「うぅ、せっかくの夏休み初日なのに、ティナさんと離れ離れになっちゃうなんて…さみしいですー!」
 ずっと一緒に、とはいえ一時の別れってのはあるもので、そういう機会が思いのほかはやくやってきた。
 彼女の言葉通り、今日から学校は夏休みっていう一ヶ月以上にもなる長い休みに入り、同時に梅雨も明けていよいよ本格的な夏が訪れることになっちゃって、今いるお社の境内はまだ比較的ましとはいえ、それでもかなりの暑さ…学校が休みなのは正直たすかる。
 で、彼女がどうしてあんな声上げちゃったのかといえば、この夏休み初日、朝ごはんを食べ終えて早々に元の世界へ帰ることになってるから。
「もう、そんなこと言ったってしょうがないでしょ。

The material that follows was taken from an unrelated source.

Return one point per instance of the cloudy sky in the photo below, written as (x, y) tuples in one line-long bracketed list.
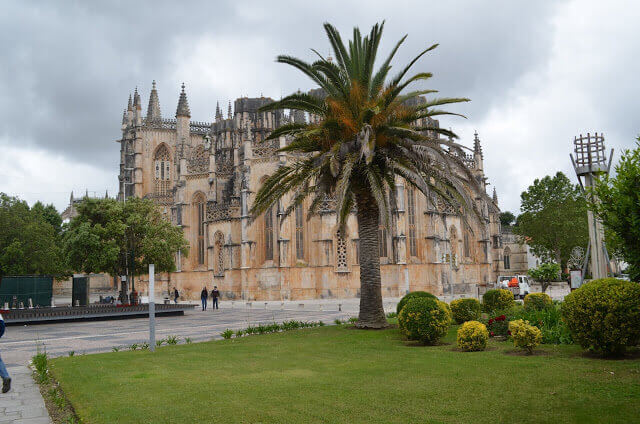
[(538, 73)]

そういう約束で、閃那はこっちの学校通わせてもらってるわけだし」
 あたしはそんな彼女を見送るために一緒に境内に出てきてる。
「それはそうなんですけど…ううぅ、やっぱり何日もティナさんと離れ離れになるなんて、つらすぎます」
 あたしたちがこんな関係になって以降、あっちに彼女が日をまたいで帰るってのははじめてかもしれないわね。
「大げさなんだから…ずっと離れるわけじゃないし、それに家族と一緒に過ごすわけなんだから、それはそれでいいでしょ」
「そ、それはそうですけど…いつ帰ってこられるか、ちょっと解らないですし…」
「…は? どうしてそうなるのよ?」
「いえ、それは、そのぅ…」
 言いづらそうにもじもじされちゃった。
「解んないわね。今回帰るのって、一学期の間ちゃんと勉強してたかって確認してもらうためなんでしょ? 特に問題になる様なことはないと思うんだけど」
 その学期が終わったところで帰って成績を報告するとともにテストもする、ってのが閃那がこっちで学校へ通うにあたり出された条件。
 まぁ、親の目の届かない状態になるわけだから、このくらいは当たり前なのかなって感じる…と。
「じ、実は、成績あんまりよくなくって…出されるテストも自信なくって、だからなかなかこっちに帰してもらえないかもしれないんですぅ…」
「…は? ちょっと、成績表見せなさいよ」
「は、はいぃ…」
 おそるおそるって様子で鞄からそれを出して差し出してくる彼女…これは名前のとおりなものなんだけど、そういえば閃那のは見させてもらってなくって、それどころかテストの結果も見たことなかったっけ。
 あたしと一緒にテスト勉強とかもしてたから特に問題ないでしょって思ってたんだけど、その彼女の成績表を見てみると…。
「…何よこれ、何でこんな…。いや、閃那のこと悪く言いたくないけど、でも…どうしてよ?」
 思った以上にその、よくない感じになってて言葉を詰まらせちゃう。
 美術とかの成績はさすがってとこなんだけど、一般科目が…あたしと一緒に勉強もしてたはずなのに、どうしてそのあたしよりかなり悪いのよ…。
「え〜と、それはですね、その、元々勉強は苦手っていうか…。それに、毎日ティナさんと一緒なので浮かれちゃって…てへっ」
 かわいく微笑まれちゃうけど…いやいや、さすがに誤魔化されないから。
「はぁ…気持ちは解るけど、でも閃那の親なあのお二人が信じてこっちで生活させてくれてるのに、それじゃダメでしょ」
「はぅ、返す言葉もありません〜…」
「これからはもっとしっかりしてもらわなきゃだけど、でも今はもうどうしようもないから、帰ってお二人に現状を正直に見てもらいなさい」
「え、えぇーっ、でもエリスままはこういうことすっごく厳しいですし、帰してもらえないかもですよ〜」
 教育に関してはそうなんだ…ちょっと意外かもね。
「それは…ちゃんとしてこなかった閃那が悪いんでしょ? 待っててあげるから、しっかりやってきなさいよね」
「は、はいぃ…」
「それと、帰ってきたら毎日ちゃんと夏休みの宿題もやるから。この分だと、そっちも疎かになりそうだしね」
「え…えぇっ? うわーん、ティナさんが厳しいですー!」
 泣き言言われちゃったけど、こんな成績になる状況で放っておいたら彼女の世界のお二人に申し訳ないから。
「じゃ、気をつけて行ってらっしゃい」
「あぅ…い、いってきます〜」
 しょんぼりした様子で光に包まれ、姿を消す彼女。
 ちょっと言い過ぎたかな…でも閃那のためなんだし、本当、しっかりしてきてよね。